Der Verfall der Daten bedeutet auch immer den Verfall von einer gewissen Kultur, mag sie noch so klein sein. Das "kulturelle Erbe" ist dann ein Haufen von "sinnlosen" Daten, die auf modernen Computern nicht mehr laufen werden. Nehmen wir an, ein Diskmag wie WildMag würde von Heute auf Morgen sterben. Wie viele Windowsupdates würde es überleben? Bei Tap habe ich doch schon das Problem, dass die Mucke bei den älteren Ausgaben schon nicht richtig rüber kommt. Bei Hugi ist es doch das gleiche Spiel. Die alten Ausgaben kann doch kaum noch jemand lesen und wer ist schon bereit, sich fünf oder noch mehr Computer ins Haus zu holen, damit auch alles geht? Kaum jemand.

Den Verfall kann man natürlich auch verlangsamen, indem man seine Projekte pflegt. Wie auch eine Pflanze, so muss man seine Programme immer wieder der Umgebung anpassen. Auch wenn man die alten Hugi Ausgaben vielleicht nicht mehr lesen kann, so kann man es mit den neuen machen und das Konzept von WildMag verspricht in dieser Hinsicht noch etwas mehr. Hier scheint es so, als könnte man die Ausgaben noch ziemlich lange lesen, wenn man die Engine an die neuen Windowsversionen anpasst. Allerdings fragt man sich, wer das dann lesen soll? Wer macht sich in 5 Jahren die Mühe und liest noch die Erstausgabe eines Diskmags, das es schon lange nicht mehr gibt? Wer will da noch wissen, was damals in der Szene und in der Welt los war? Eigentlich kein Schwein. Für was dann den Aufwand?

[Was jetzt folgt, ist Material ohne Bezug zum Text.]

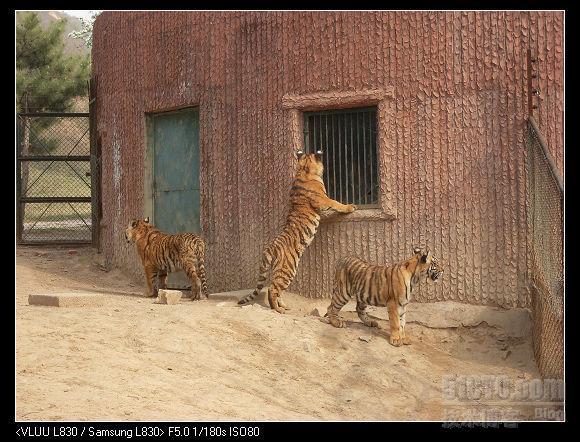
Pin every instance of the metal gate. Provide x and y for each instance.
(54, 191)
(545, 219)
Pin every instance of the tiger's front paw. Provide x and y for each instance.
(395, 339)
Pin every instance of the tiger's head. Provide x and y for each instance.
(427, 265)
(136, 229)
(310, 163)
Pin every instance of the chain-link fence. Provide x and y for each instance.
(545, 233)
(54, 178)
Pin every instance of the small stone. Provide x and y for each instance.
(170, 297)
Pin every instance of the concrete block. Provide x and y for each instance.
(67, 299)
(170, 297)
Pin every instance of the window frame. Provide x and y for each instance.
(375, 181)
(295, 105)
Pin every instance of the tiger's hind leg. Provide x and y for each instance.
(281, 279)
(151, 277)
(273, 296)
(196, 286)
(364, 317)
(340, 297)
(281, 303)
(162, 279)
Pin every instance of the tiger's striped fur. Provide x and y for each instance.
(381, 286)
(162, 253)
(280, 259)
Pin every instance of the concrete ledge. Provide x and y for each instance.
(170, 297)
(67, 300)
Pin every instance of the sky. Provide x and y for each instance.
(80, 13)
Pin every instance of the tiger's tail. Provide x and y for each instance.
(202, 275)
(264, 270)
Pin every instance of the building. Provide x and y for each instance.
(198, 115)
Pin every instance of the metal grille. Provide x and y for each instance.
(348, 140)
(54, 178)
(545, 236)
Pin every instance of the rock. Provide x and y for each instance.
(315, 312)
(170, 297)
(67, 300)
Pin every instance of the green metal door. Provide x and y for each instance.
(176, 176)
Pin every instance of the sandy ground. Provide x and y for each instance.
(132, 359)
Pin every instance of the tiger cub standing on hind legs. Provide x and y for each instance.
(281, 257)
(382, 286)
(162, 253)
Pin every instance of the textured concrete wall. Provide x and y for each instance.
(451, 152)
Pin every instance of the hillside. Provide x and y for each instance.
(71, 45)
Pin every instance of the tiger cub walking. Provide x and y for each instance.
(162, 253)
(281, 257)
(382, 286)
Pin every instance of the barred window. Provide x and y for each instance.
(348, 140)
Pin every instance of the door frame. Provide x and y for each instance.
(149, 163)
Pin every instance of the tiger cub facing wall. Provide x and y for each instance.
(280, 259)
(162, 253)
(382, 286)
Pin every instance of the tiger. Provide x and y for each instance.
(162, 253)
(381, 286)
(281, 257)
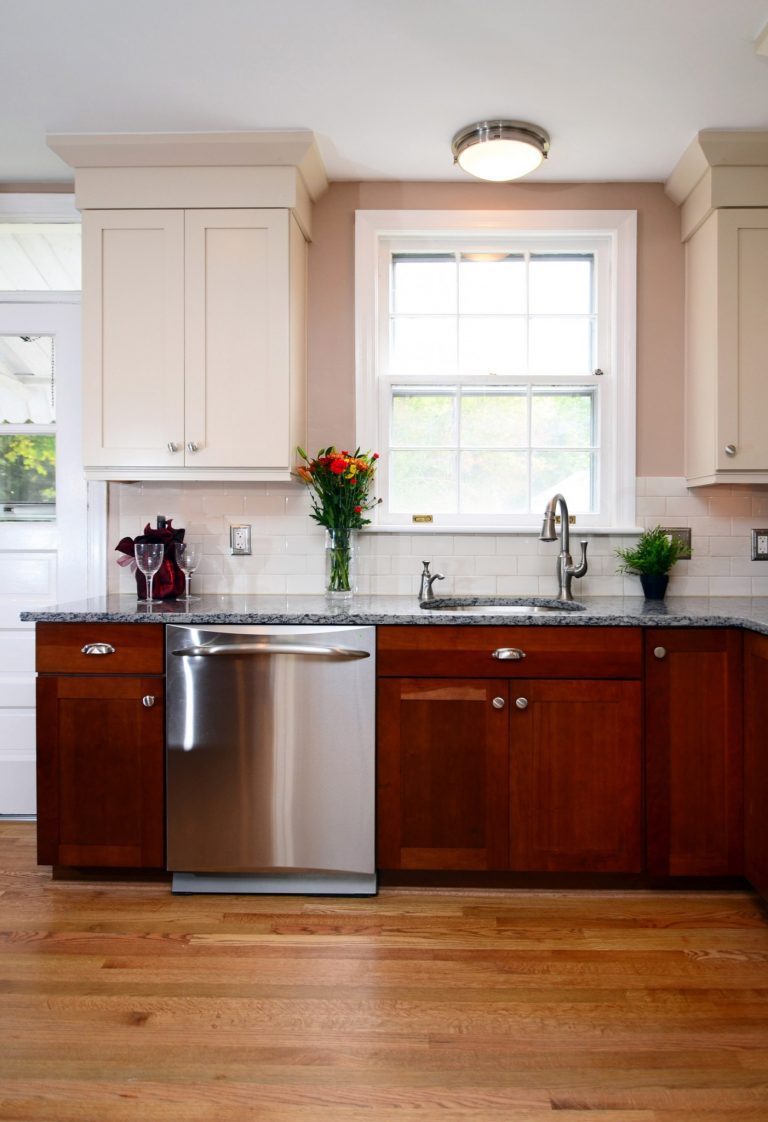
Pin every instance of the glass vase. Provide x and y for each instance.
(340, 563)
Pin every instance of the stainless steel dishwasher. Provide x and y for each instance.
(270, 759)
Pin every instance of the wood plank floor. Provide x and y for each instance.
(120, 1002)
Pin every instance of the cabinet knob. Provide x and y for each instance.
(98, 649)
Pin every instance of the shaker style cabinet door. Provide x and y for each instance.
(133, 339)
(576, 776)
(100, 771)
(694, 752)
(442, 774)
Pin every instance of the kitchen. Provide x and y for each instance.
(286, 560)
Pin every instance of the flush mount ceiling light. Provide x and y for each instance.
(500, 149)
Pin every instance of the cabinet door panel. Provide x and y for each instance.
(133, 338)
(100, 760)
(693, 752)
(576, 776)
(756, 761)
(442, 774)
(237, 338)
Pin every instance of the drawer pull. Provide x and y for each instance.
(98, 649)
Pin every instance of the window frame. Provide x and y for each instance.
(613, 237)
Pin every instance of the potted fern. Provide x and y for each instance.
(650, 559)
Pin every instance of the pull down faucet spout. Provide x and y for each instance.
(566, 569)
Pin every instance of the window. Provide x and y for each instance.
(495, 366)
(39, 261)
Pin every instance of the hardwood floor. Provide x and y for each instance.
(120, 1002)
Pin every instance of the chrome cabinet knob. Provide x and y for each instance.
(98, 649)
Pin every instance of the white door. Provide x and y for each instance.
(40, 561)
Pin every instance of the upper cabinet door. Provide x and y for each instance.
(133, 339)
(727, 340)
(238, 387)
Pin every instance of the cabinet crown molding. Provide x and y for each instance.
(266, 148)
(720, 168)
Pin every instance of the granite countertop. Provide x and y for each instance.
(600, 610)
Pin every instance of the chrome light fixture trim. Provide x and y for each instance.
(500, 149)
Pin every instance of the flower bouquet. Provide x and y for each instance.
(339, 486)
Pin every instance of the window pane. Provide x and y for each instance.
(422, 483)
(492, 345)
(423, 419)
(423, 284)
(560, 346)
(496, 419)
(27, 469)
(560, 284)
(568, 472)
(423, 346)
(39, 256)
(26, 379)
(488, 286)
(561, 419)
(494, 483)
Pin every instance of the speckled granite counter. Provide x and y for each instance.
(603, 612)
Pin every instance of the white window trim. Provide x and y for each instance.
(619, 227)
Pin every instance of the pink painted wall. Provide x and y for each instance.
(660, 291)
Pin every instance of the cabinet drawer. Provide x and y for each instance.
(136, 649)
(548, 652)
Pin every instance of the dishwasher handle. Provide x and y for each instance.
(239, 649)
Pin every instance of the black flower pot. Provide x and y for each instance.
(654, 585)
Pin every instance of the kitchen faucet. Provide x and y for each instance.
(566, 570)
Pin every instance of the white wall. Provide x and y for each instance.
(288, 546)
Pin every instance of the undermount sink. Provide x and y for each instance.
(481, 606)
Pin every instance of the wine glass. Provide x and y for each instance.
(148, 559)
(188, 555)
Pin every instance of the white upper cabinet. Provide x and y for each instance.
(194, 310)
(722, 185)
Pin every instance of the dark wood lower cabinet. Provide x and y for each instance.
(694, 752)
(442, 774)
(521, 775)
(756, 761)
(576, 776)
(100, 771)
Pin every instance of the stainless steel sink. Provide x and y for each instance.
(500, 607)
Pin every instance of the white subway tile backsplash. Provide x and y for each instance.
(288, 546)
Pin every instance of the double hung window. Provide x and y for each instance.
(495, 367)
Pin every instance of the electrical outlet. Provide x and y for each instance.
(239, 541)
(683, 535)
(760, 545)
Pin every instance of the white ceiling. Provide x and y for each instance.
(621, 85)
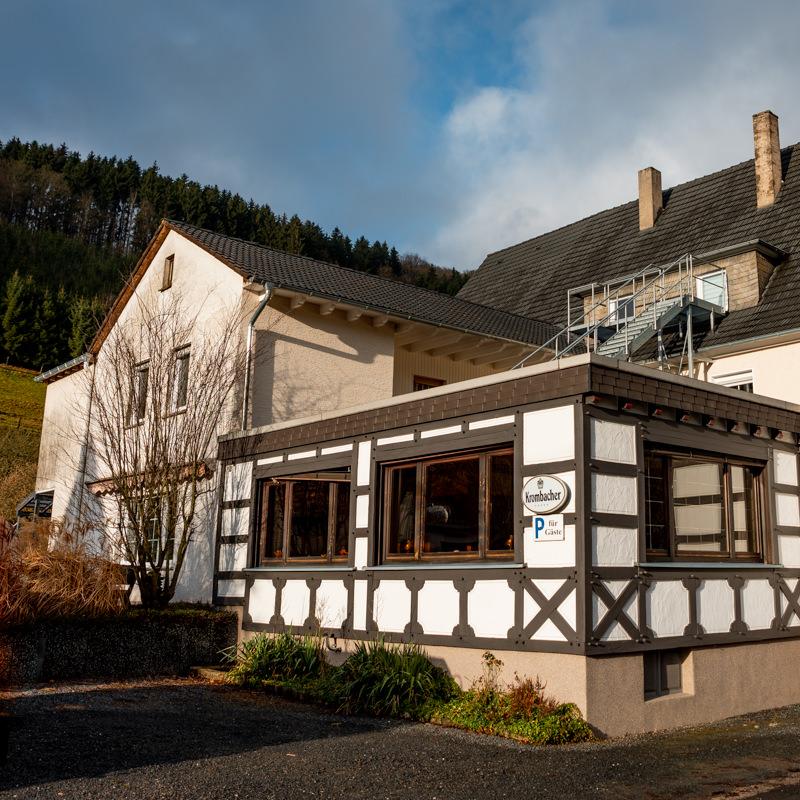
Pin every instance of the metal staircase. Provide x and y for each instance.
(618, 318)
(640, 329)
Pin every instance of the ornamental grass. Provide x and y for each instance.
(381, 679)
(48, 572)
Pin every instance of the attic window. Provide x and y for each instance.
(166, 275)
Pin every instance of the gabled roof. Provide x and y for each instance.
(706, 214)
(340, 284)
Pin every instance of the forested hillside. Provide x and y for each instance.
(71, 228)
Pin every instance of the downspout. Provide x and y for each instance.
(85, 457)
(262, 304)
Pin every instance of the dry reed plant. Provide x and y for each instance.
(47, 572)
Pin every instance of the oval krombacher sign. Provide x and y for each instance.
(544, 494)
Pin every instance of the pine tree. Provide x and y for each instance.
(49, 332)
(85, 316)
(20, 338)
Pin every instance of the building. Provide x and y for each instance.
(598, 479)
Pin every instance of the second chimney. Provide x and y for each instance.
(768, 158)
(651, 201)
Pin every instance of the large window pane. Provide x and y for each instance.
(341, 538)
(697, 496)
(451, 507)
(308, 527)
(501, 502)
(744, 510)
(273, 499)
(655, 498)
(402, 514)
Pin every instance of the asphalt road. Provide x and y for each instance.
(186, 739)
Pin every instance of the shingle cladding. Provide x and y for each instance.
(703, 215)
(306, 275)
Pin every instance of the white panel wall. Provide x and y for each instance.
(360, 555)
(667, 608)
(614, 547)
(548, 631)
(295, 601)
(715, 610)
(360, 605)
(613, 441)
(235, 521)
(364, 456)
(238, 478)
(548, 435)
(785, 467)
(437, 610)
(789, 551)
(392, 606)
(490, 608)
(614, 494)
(331, 607)
(261, 602)
(233, 588)
(787, 509)
(232, 557)
(615, 632)
(362, 511)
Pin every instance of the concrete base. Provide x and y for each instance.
(717, 682)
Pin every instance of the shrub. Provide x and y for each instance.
(390, 680)
(48, 572)
(521, 712)
(266, 658)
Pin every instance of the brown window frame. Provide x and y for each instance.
(420, 383)
(484, 509)
(262, 513)
(167, 272)
(759, 471)
(139, 390)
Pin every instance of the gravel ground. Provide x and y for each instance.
(189, 739)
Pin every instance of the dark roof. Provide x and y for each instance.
(700, 216)
(318, 278)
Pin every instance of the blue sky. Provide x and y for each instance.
(448, 128)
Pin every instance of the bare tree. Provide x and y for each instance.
(163, 390)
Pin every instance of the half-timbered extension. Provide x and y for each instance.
(406, 519)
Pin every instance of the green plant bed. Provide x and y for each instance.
(400, 681)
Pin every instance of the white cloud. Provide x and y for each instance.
(603, 92)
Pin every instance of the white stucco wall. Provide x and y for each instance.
(61, 449)
(306, 362)
(772, 375)
(208, 292)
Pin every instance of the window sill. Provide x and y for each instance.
(667, 696)
(317, 567)
(418, 565)
(697, 565)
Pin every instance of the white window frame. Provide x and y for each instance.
(180, 380)
(621, 302)
(167, 272)
(700, 283)
(137, 409)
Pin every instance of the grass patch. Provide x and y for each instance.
(379, 679)
(21, 410)
(21, 400)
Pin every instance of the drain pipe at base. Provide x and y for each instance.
(262, 304)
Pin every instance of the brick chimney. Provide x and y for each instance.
(651, 201)
(768, 158)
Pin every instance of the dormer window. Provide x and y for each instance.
(713, 288)
(166, 275)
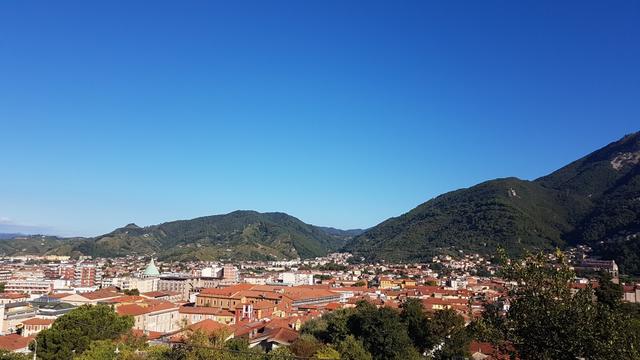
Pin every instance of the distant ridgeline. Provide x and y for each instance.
(240, 235)
(594, 201)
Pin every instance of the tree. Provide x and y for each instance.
(547, 320)
(381, 332)
(305, 346)
(7, 355)
(352, 349)
(608, 292)
(281, 353)
(415, 320)
(134, 292)
(77, 329)
(326, 352)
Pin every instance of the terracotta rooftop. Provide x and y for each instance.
(14, 342)
(204, 310)
(38, 321)
(144, 308)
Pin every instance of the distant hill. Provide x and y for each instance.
(594, 200)
(5, 236)
(241, 235)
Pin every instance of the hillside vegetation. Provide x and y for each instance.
(594, 200)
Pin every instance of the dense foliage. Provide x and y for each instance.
(547, 320)
(367, 332)
(73, 333)
(586, 202)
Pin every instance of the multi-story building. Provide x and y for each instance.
(181, 283)
(152, 315)
(86, 275)
(29, 286)
(230, 274)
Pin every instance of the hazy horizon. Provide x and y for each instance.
(340, 114)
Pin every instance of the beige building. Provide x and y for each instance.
(152, 315)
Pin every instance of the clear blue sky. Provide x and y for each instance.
(342, 113)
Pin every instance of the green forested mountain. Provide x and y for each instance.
(237, 235)
(594, 200)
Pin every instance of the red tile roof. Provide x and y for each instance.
(38, 321)
(144, 308)
(14, 342)
(204, 310)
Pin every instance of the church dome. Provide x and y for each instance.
(151, 270)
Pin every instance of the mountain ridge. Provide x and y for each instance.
(584, 202)
(241, 234)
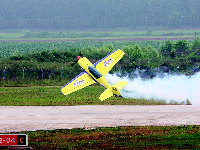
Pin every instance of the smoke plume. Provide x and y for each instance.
(178, 88)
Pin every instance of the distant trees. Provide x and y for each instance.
(96, 14)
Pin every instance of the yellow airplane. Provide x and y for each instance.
(95, 73)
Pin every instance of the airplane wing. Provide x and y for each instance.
(105, 64)
(79, 82)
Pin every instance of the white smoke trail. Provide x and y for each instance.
(177, 88)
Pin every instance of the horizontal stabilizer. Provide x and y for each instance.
(106, 94)
(119, 85)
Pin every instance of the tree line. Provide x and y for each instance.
(171, 55)
(98, 14)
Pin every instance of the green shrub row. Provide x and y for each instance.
(172, 54)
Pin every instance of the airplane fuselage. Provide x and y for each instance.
(93, 72)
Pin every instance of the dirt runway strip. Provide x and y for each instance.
(31, 118)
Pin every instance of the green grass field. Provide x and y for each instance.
(52, 96)
(137, 137)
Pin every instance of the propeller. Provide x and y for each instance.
(80, 54)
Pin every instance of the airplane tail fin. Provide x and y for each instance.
(106, 94)
(117, 87)
(115, 90)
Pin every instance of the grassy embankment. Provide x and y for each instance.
(148, 137)
(52, 96)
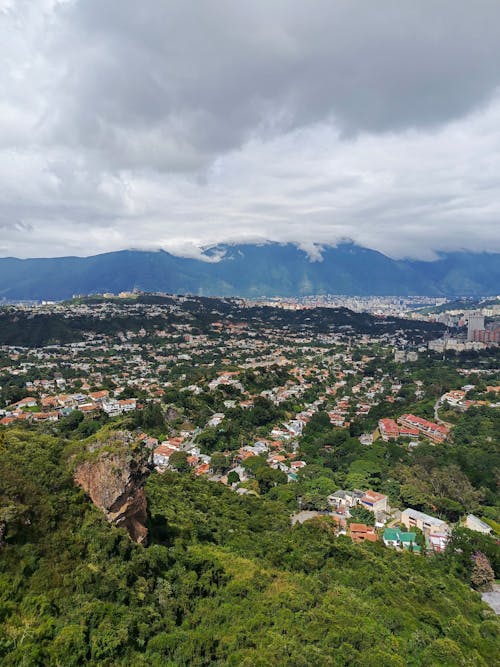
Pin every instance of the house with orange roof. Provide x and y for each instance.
(360, 532)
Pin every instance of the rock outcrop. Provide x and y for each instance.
(113, 476)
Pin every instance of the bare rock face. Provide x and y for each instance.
(113, 477)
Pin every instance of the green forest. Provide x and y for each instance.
(224, 580)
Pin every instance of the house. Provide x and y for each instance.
(360, 532)
(435, 432)
(162, 454)
(99, 396)
(375, 502)
(28, 402)
(474, 523)
(394, 537)
(345, 499)
(388, 429)
(127, 404)
(437, 541)
(427, 524)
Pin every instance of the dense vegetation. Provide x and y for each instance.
(252, 271)
(28, 329)
(225, 580)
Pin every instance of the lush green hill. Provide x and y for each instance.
(225, 580)
(251, 271)
(32, 328)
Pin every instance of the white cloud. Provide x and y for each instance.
(153, 125)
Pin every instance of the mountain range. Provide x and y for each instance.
(270, 269)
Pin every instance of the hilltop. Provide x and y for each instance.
(250, 271)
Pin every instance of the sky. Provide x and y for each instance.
(180, 124)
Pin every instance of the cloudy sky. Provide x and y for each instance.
(181, 123)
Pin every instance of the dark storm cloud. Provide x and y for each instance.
(187, 122)
(189, 79)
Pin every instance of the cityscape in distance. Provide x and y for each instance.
(249, 334)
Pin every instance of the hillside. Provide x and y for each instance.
(71, 322)
(225, 580)
(251, 271)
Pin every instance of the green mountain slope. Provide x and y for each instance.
(251, 271)
(225, 580)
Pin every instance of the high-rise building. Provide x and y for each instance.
(475, 322)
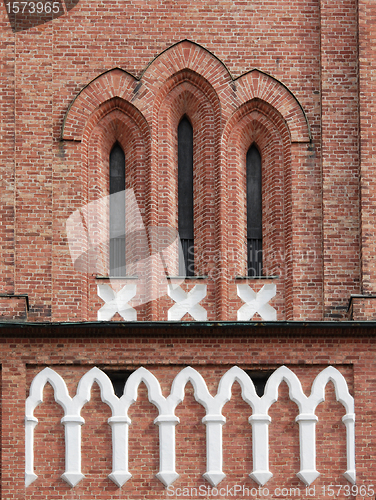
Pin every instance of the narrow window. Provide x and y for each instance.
(259, 379)
(118, 380)
(117, 211)
(254, 212)
(185, 197)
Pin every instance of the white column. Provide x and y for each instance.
(260, 448)
(167, 473)
(120, 429)
(349, 421)
(72, 424)
(214, 451)
(307, 439)
(30, 476)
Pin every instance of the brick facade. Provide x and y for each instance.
(294, 78)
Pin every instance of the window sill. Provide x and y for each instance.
(186, 277)
(256, 277)
(99, 277)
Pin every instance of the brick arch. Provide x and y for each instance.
(184, 55)
(109, 85)
(188, 94)
(258, 122)
(259, 85)
(116, 121)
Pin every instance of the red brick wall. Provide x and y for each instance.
(305, 352)
(311, 197)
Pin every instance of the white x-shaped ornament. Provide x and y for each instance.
(187, 303)
(117, 302)
(257, 302)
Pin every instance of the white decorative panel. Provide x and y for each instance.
(167, 420)
(257, 302)
(117, 302)
(187, 303)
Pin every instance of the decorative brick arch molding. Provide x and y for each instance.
(167, 420)
(188, 79)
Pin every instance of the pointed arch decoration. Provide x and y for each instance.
(167, 420)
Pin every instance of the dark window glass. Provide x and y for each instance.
(117, 211)
(118, 380)
(185, 197)
(259, 379)
(254, 212)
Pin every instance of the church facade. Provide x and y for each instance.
(188, 274)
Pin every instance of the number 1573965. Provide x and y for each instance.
(335, 490)
(33, 7)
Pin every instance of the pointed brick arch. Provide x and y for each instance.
(258, 85)
(113, 83)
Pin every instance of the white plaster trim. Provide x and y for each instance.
(117, 302)
(187, 303)
(256, 302)
(167, 420)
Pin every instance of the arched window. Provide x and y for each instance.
(254, 212)
(185, 197)
(117, 211)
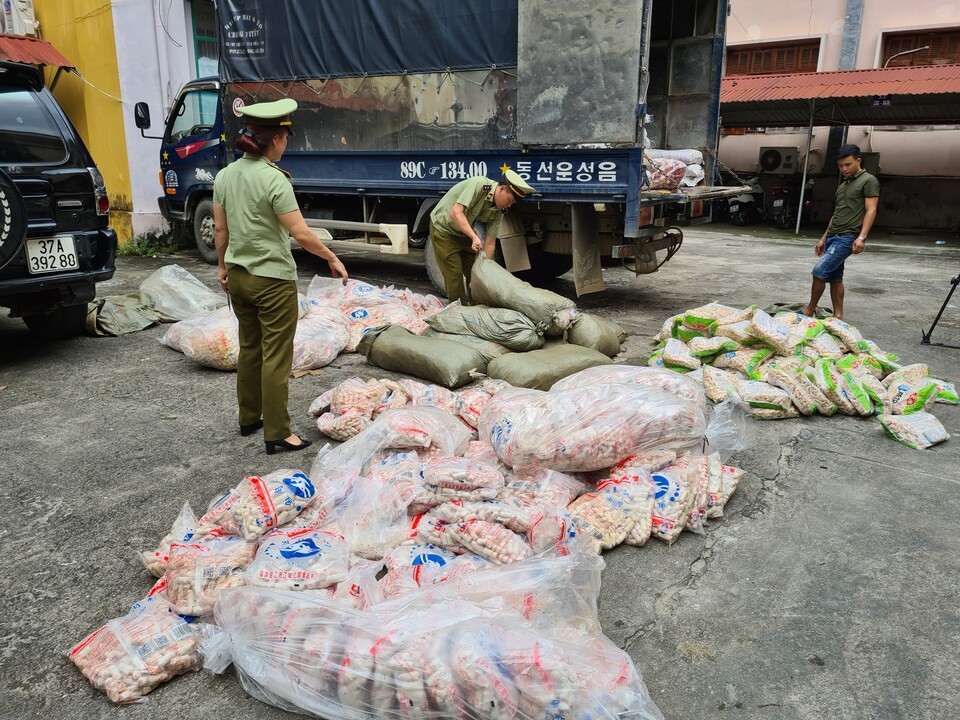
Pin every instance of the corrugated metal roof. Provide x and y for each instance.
(898, 95)
(18, 48)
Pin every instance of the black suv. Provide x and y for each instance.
(55, 243)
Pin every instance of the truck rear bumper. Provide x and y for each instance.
(171, 211)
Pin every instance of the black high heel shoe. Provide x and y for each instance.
(274, 445)
(251, 428)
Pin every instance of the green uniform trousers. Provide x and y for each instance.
(455, 258)
(267, 311)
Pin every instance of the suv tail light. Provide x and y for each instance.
(100, 192)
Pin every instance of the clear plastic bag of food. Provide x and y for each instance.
(918, 430)
(213, 341)
(680, 386)
(177, 295)
(608, 515)
(427, 659)
(588, 428)
(723, 481)
(680, 498)
(540, 487)
(261, 503)
(304, 559)
(131, 655)
(336, 469)
(197, 572)
(322, 334)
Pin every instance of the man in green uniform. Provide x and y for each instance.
(855, 209)
(455, 243)
(256, 213)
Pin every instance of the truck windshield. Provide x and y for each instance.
(194, 114)
(28, 134)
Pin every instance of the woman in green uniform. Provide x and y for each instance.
(256, 213)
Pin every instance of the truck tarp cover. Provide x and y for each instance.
(299, 39)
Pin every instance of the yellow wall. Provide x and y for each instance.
(83, 31)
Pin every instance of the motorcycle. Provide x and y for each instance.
(748, 208)
(786, 204)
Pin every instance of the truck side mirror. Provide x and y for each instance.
(141, 115)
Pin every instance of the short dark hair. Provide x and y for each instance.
(254, 138)
(849, 150)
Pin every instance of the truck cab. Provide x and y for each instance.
(192, 150)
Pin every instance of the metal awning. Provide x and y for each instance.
(924, 95)
(34, 51)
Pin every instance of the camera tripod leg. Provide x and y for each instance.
(926, 335)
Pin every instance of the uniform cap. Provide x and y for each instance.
(276, 113)
(517, 184)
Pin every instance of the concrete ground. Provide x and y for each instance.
(829, 589)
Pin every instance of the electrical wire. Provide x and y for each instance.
(163, 25)
(735, 17)
(102, 92)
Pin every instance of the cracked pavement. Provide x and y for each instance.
(828, 589)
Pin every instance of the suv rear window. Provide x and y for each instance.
(28, 134)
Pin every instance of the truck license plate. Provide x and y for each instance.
(51, 255)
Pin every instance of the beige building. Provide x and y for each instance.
(919, 166)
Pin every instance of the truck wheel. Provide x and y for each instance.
(203, 230)
(433, 268)
(13, 220)
(60, 323)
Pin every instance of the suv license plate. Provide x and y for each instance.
(51, 255)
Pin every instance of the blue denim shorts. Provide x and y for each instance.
(837, 249)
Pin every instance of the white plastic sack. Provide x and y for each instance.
(178, 295)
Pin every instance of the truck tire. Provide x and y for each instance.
(13, 220)
(60, 323)
(203, 231)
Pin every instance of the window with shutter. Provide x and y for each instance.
(933, 47)
(773, 58)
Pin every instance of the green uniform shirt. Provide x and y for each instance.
(476, 196)
(850, 205)
(252, 192)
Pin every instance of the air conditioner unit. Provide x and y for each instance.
(19, 18)
(780, 160)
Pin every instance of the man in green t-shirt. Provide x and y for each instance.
(855, 209)
(455, 242)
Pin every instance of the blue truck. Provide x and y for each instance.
(399, 101)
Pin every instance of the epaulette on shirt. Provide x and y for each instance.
(280, 169)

Die Antwort findet man bei sich selber. In 5 Jahren kann man noch mehr oder weniger Stolz zurückblicken und vielleicht sogar erkennen, dass man wenigstens einmal in seinem sinnlosen und beschissenen Leben etwas geleistet hat, und wenn es nur einige Artikel waren, die wenige Menschen gelesen haben. Man hat wenigstens jemanden zum Nachdenken gebracht. Vielleicht hat der eine oder andere über den einen oder anderen Satz auch gelacht. Wenn man dann etwas später auch noch seine missratenen Kinder sieht, kann man diese dann heranziehen und sagen, dass man selber zwar auch viel Scheiß im Kopf hatte, aber man wenigstens einen Teil von sich selber verwirklicht hat.